What is it about human nature that allows us to fall for these “magic” tricks, these illusions? This dark story reveals to us some truths about lies, even the ones we tell ourselves. Consider this simple magic trick as explained by a magician in The Prestige played by Michael Caine: a bird is placed in a cage before us. The magician covers the cage with a silk cloth. He then slams down on the cloth and bam! The cage and bird seem to disappear before our very eyes.

While we consider how he has done this he brings the bird back to us with the very hand he used to make it vanish. The obvious truth of the matter is seen only by a crying boy who laments the bird’s death and begs to know why the second bird’s brother was killed. Reminiscent of the innocent child whose faith and purity Jesus asks us to imitate, the boy alone is unfooled while all the adults are more than willing to believe the lie that the bird was not crushed by a collapsible cage but actually disappeared and reappeared unharmed.

One of the principles we speak of quite often in CR is the tradition of speaking the truth in love. It is in our natures to want to be deceived, but why? 2 Thessalonians 2 says we refuse to love the truth and so are deceived by lies. At the heart of denial is the desire to gratify ourselves to the extent that we will deny the obvious: that we are slaves to sin, that we have a problem.

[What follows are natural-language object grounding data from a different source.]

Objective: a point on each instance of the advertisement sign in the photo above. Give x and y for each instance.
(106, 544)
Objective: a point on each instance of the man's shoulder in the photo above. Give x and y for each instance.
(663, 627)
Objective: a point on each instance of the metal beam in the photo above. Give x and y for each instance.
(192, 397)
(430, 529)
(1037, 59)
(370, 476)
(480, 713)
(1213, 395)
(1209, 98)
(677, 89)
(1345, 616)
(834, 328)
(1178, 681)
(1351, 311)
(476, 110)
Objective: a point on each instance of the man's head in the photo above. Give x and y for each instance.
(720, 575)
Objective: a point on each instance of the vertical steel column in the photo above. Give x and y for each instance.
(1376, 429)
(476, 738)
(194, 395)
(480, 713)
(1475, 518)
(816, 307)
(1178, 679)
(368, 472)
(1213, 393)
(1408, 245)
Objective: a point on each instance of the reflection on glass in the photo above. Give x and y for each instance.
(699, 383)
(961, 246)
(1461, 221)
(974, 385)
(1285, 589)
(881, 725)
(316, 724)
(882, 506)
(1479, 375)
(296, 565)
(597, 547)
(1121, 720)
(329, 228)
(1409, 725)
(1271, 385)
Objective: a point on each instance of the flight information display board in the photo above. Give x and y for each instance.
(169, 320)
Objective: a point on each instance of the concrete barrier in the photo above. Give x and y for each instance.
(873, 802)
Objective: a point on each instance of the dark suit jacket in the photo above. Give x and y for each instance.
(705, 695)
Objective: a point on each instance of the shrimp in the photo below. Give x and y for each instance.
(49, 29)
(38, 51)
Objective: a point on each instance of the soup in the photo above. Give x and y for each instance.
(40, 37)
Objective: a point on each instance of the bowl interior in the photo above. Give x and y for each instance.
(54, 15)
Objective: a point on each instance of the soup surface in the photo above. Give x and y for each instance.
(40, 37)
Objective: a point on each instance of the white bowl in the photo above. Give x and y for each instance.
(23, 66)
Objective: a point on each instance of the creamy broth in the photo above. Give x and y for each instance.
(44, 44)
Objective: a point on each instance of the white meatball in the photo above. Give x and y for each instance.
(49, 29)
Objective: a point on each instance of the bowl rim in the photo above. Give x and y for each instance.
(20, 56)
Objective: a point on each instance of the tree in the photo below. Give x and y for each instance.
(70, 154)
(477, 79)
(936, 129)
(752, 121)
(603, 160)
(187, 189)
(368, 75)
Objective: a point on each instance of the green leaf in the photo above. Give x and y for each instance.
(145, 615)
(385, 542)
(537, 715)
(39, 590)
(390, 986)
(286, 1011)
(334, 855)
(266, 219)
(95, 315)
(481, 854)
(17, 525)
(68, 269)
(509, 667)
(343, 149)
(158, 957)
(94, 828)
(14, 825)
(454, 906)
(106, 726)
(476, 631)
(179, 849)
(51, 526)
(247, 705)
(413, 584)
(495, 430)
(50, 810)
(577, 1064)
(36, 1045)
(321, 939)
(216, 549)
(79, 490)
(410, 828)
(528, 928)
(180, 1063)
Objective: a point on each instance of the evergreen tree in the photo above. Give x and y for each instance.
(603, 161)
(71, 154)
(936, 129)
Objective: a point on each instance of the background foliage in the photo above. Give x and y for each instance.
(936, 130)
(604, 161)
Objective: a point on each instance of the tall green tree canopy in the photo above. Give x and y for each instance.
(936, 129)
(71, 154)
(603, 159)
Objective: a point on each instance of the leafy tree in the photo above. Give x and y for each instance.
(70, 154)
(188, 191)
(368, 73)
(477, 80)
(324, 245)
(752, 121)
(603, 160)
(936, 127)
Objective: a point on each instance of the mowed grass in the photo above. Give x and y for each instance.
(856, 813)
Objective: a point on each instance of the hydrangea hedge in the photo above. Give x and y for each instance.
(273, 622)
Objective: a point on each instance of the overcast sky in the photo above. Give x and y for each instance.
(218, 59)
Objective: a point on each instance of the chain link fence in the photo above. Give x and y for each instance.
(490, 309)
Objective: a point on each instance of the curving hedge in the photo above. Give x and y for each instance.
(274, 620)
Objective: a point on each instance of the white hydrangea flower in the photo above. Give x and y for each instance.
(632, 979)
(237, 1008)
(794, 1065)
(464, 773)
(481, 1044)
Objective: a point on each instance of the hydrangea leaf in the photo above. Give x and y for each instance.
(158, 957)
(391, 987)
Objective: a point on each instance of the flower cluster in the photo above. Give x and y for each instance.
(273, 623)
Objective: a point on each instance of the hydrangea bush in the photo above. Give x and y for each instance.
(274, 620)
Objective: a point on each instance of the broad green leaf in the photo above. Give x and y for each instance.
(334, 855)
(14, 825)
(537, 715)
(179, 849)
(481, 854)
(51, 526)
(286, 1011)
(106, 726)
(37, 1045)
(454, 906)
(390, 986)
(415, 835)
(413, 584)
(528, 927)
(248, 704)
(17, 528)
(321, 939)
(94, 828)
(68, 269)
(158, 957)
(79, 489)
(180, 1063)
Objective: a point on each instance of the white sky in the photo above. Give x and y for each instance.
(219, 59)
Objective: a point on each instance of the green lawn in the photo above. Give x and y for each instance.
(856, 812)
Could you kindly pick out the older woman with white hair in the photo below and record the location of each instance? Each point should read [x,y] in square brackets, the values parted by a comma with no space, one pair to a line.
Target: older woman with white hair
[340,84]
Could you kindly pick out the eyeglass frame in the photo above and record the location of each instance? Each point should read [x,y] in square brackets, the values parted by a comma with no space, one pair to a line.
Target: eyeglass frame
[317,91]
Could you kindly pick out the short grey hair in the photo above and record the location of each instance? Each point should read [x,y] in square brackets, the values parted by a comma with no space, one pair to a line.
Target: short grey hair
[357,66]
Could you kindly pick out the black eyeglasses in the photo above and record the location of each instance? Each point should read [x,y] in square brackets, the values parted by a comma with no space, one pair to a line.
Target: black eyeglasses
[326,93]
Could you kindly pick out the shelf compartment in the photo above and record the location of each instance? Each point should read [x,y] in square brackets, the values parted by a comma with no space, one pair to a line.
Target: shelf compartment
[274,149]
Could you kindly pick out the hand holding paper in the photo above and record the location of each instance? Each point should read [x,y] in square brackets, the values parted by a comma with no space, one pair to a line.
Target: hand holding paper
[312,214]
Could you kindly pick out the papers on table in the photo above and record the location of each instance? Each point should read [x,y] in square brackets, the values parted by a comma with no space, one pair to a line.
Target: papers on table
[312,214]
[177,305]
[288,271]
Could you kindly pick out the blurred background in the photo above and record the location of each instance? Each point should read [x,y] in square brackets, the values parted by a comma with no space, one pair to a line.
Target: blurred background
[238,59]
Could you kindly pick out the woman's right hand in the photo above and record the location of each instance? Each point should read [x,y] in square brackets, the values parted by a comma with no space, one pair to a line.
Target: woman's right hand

Admitting the truth would be the first step toward denying ourselves the pleasure we love. Refusing to love the truth can and will cause great pain for us here on earth, but if this pattern of deceit isn’t broken before it is too late the ultimate punishment of eternity in hell, separated from God and all that is good, awaits us.

Truth in love is not just a good way to live or a nice tradition; it is the way to eternal life and the remedy for eternal agony. Our CR groups have a greater effect than we may ever realize here on earth, but our work, done here in the Spirit for an hour and a half on a Sunday evening, will echo on into eternity.